A Secret Inheritance (Volume 1 of 3)
I accompanied her to the sick room, the bedside of my mother. She was dead.

"It is a happy release," Mrs. Fortress said.

 CHAPTER V.

This event, which set me completely free, caused a repetition of certain formalities. The doctor visited me, and regaled me with doleful words and sighs. In the course of conversation I endeavoured to extract from him some information as to the peculiar form of illness from which my mother had been so long a sufferer, but all the satisfaction I could obtain from him was that she had always been "weak, very weak," and always "low, very low," and that she had for years been "gradually wasting away." She suffered from "sleeplessness," she suffered from "nerves," her pulse was too quick, her heart was too slow, and so on, and so on. His speech was full of feeble medical platitudes, and threw no light whatever upon the subject.
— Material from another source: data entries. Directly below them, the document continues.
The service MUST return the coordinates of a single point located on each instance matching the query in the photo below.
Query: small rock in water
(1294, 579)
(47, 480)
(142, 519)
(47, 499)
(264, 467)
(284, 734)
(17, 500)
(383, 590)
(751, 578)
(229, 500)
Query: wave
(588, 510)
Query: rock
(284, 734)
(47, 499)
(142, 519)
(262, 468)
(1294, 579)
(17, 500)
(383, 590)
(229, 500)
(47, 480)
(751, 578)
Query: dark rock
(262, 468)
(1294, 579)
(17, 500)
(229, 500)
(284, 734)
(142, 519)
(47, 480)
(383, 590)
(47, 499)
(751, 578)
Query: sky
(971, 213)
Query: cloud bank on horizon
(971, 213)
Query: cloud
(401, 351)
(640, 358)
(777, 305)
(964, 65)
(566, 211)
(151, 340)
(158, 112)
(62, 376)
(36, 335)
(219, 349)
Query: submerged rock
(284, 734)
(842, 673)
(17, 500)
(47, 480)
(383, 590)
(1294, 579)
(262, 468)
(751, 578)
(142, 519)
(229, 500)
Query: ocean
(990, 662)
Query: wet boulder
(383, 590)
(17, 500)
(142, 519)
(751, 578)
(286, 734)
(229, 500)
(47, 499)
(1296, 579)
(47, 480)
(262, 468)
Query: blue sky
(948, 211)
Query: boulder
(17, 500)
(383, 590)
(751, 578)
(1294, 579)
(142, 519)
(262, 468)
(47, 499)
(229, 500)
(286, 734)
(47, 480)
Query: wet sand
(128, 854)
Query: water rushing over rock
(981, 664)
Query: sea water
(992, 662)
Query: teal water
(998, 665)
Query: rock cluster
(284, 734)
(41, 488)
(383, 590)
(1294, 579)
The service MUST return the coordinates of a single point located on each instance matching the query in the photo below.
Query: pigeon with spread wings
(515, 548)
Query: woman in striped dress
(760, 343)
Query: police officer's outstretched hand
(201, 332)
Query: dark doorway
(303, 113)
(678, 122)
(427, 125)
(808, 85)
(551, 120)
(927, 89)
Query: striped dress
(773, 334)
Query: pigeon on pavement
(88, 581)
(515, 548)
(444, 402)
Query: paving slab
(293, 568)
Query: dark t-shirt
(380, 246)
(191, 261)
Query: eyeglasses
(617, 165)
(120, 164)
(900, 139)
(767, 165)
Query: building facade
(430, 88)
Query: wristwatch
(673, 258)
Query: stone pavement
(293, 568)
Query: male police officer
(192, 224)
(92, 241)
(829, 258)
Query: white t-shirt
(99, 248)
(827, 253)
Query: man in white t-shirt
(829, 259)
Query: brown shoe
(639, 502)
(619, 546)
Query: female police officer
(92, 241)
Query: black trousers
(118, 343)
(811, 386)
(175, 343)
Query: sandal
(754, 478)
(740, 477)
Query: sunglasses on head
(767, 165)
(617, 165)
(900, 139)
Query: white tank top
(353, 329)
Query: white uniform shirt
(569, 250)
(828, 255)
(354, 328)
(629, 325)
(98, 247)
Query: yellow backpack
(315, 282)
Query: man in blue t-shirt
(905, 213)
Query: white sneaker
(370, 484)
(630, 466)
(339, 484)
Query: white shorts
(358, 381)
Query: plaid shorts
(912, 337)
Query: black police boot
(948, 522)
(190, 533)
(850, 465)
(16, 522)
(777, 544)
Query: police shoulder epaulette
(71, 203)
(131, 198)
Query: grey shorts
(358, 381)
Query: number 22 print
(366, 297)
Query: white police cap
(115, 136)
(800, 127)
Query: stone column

"In such cases," he said, "all we can do is to sustain, to prescribe strengthening things, to stimulate, to invigorate, to give tone to the constitution. I have remarked many times that the poor lady might go off at any moment. She had the best of nurses, the best of nurses! Mrs. Fortress is a most exemplary woman. Between you and me she understood your mother's ailments almost as well as I did."

"If she did not understand them a great deal better," I thought, "she must have known very little indeed."

In my conversations with the lawyer Mrs. Fortress's name also cropped up.

"A most remarkable woman," he said, "strong-minded, self-willed, with iron nerves, and at the same time exceedingly conscientious and attentive to her duties. Your lamented father entertained the highest opinion of her, and always mentioned her name with respect. The kind of woman that ought to have been born a man. Very tenacious, very reserved--a very rare specimen indeed. Altogether an exception. By the way, I saw her a few minutes ago, and she asked me to inform you that she did not consider she had any longer authority in the house, and that she would soon be leaving."

At my desire the lawyer undertook for a while the supervision of affairs, and sent a married couple to Rosemullion to attend to domestic matters.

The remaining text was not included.